Updated

Three U.S. teenagers ended up in the emergency department with altered mental states and seriously elevated heart rates after smoking synthetic marijuana, doctors say in a new report that adds to earlier evidence the popular drug can be dangerous.

One 16-year-old girl who was brought in by her boyfriend refused to move or speak and did not respond when doctors rubbed her chest hard or pinched her.
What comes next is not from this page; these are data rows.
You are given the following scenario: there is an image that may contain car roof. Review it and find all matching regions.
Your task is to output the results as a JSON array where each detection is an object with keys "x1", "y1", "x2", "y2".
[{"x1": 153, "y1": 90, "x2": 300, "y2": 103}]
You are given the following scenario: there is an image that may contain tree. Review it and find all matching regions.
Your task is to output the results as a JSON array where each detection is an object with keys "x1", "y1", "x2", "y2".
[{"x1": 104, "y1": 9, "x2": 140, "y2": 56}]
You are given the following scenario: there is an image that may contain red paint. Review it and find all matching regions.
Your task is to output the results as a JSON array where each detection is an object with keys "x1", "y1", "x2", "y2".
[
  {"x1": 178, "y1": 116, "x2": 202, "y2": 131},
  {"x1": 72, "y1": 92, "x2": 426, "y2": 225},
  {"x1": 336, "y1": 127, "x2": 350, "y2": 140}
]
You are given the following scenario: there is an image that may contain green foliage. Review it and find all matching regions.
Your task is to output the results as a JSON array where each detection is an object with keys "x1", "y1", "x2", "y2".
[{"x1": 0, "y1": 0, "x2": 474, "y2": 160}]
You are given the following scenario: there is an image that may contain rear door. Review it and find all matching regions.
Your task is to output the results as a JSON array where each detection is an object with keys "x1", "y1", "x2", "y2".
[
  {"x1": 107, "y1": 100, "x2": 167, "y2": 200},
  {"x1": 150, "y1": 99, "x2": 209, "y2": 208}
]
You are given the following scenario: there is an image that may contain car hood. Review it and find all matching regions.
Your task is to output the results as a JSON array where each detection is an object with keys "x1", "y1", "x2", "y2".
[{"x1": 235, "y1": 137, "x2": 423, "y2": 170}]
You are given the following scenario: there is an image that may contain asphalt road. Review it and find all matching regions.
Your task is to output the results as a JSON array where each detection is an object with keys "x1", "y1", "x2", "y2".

Although she was lying down, her pulse was 105.

She only came back around after getting two kinds of medications -- an anti-anxiety drug and one that's used to treat abnormal movements -- and resting for several hours.

While her urine test was positive for THC, one of the active ingredients in natural marijuana, her boyfriend said they had also smoked K2, one of the many names for synthetic marijuana.

The drugs were recently banned in the U.S. and the Drug Enforcement Administration has proposed to classify them permanently as schedule 1 controlled substances -- a category that includes heroin and natural marijuana.

The synthetic versions are blends of herbs and spices laced with cannabis-like chemicals, and are sold under a variety of names, including Spice, K2 and Red X Dawn.

The synthetic drugs are believed to be much stronger than regular pot, however, and the products may include other ingredients, too.

"Because it's unregulated we don't know exactly what's in it," said Dr. Joanna Cohen, one of the authors of the new report, which was published Monday in the journal Pediatrics.

The two other cases involved both involved teenage boys.

One of them, an 18-year-old, was brought to the ER from a party, where he had gotten into an altercation. He was aggressive, agitated and sweating profusely and had a pulse of 131.

The other, a 16-year-old, seemed confused and agitated and had trouble speaking. Both teens calmed down after getting an anti-anxiety drug and were discharged from the hospital after a number of hours.

Both teens had a negative drug screen, but said they had been smoking synthetic pot, which isn't detectable on standard drug tests.

Cohen, an emergency physician at Children's National Medical Center in Washington, D.C., said the three cases described in her report are the only ones she has witnessed personally.

But last November, a team of Texas doctors published a report on three 16-year-olds who had experienced heart attacks after smoking synthetic cannabis.

And according to Cohen and her colleagues, poison control centers across the country have received 4,500 calls involving the products since 2010.

"If people were getting the effects that they wanted they probably wouldn't be calling the poison control centers," she told Reuters Health. "Anytime your teenager is acting abnormally or having aggressive agitation you should certainly seek medical attention."